Gnome-Voice-Control is a dialogue system to control the GNOME Desktop. It is developed on Google Summer of Code 2007.
The idea is to develop some features that will improve the usability in the Gnome Desktop. The goal is to implement a Desktop Voice Control System. The system consists in an application that will be monitoring the audio input(microphone) and when a significant audio signal has been detected, the software catches, processes and recognizes the signal and then executes the desired action over the Gnome Desktop. In a set of actions could include maximize, minimize, close the active window; open a specific program; switching from one desktop to another; among others. GnomeVoiceControl is implemented in C in conjunction with CMU Sphinx, which is an open source tool, created to convert speech to text.

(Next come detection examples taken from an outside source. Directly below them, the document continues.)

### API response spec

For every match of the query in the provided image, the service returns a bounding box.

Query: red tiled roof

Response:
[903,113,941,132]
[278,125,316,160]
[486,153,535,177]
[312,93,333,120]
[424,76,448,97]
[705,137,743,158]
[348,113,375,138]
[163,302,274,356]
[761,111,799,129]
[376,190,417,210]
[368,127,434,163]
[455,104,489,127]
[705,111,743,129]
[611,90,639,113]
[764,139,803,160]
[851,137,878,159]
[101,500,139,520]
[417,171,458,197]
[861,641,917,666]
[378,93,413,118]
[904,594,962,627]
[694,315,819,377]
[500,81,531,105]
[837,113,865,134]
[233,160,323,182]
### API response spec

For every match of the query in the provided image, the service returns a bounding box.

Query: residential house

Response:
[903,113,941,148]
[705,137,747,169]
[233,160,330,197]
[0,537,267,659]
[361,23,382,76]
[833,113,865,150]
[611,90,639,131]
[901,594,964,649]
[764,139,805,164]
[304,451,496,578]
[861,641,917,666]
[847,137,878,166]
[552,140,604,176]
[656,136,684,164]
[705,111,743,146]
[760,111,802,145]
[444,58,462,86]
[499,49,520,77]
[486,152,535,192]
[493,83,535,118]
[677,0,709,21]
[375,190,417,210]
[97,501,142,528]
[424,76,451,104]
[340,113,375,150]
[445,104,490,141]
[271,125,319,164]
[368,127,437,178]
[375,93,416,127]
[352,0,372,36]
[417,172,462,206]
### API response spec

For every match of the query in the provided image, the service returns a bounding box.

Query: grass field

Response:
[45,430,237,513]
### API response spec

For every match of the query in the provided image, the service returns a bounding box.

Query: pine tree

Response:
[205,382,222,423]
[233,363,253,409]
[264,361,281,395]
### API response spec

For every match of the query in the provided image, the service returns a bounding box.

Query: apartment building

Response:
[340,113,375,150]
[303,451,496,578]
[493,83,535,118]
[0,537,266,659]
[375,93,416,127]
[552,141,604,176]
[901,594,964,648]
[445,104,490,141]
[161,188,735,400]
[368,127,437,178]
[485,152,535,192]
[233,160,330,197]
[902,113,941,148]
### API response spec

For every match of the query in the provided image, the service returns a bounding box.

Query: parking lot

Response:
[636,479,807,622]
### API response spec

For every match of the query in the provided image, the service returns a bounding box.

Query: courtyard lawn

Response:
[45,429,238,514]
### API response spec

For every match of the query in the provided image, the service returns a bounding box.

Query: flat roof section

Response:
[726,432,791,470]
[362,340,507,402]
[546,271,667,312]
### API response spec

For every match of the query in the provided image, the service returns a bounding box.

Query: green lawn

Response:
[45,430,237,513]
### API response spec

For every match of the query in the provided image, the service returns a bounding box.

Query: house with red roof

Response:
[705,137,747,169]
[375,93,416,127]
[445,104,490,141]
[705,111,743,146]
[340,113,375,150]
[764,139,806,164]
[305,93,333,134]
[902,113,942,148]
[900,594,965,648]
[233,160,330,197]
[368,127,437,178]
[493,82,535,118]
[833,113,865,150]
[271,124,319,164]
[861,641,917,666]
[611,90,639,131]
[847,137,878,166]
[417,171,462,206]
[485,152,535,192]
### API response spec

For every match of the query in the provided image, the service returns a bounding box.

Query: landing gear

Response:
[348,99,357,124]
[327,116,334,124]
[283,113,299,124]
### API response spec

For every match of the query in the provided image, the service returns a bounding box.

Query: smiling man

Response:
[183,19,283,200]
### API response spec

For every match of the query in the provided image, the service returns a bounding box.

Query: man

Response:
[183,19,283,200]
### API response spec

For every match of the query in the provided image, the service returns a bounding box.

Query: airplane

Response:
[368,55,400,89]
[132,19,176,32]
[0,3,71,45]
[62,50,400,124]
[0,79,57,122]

If you'd like to have a quick start, look at screencast here
Where to get it?
It requires pocketsphinx, gstreamer and accessibility development libraries. Please note that your interface should be in English. It's possible to work with more languages like German, Russian or Spanish, but it will require additional effort from you.
If you have any feature request or problem, please submit a bug in GNOME Bugzilla.
- You can always checkout latest development code from SVN repository. Just run the following command
svn checkout http://svn.berlios.de/svnroot/repos/festlang/trunk/gnome-voice-control
Alternatively you can browse it with ViewCVS
- join #cmusphinx channel on freenode.net if you have quick question.
How to build
Build is quite complicated since there are no packages in common distors unfortunately. Please follow the instructions on this /Build or in README file in a tarball.
It's recommended to build a version from trunk. Also please note that there are imporant accessibility issues, you should either patch pocketsphinx or disable accessibility and restrict yourself to several basic commands. See this discussion for details Discussion on sourceforge
The pocketsphinx-patch.diff is attached to this page
Your voice is not recognized properly/Your language is not supported yet?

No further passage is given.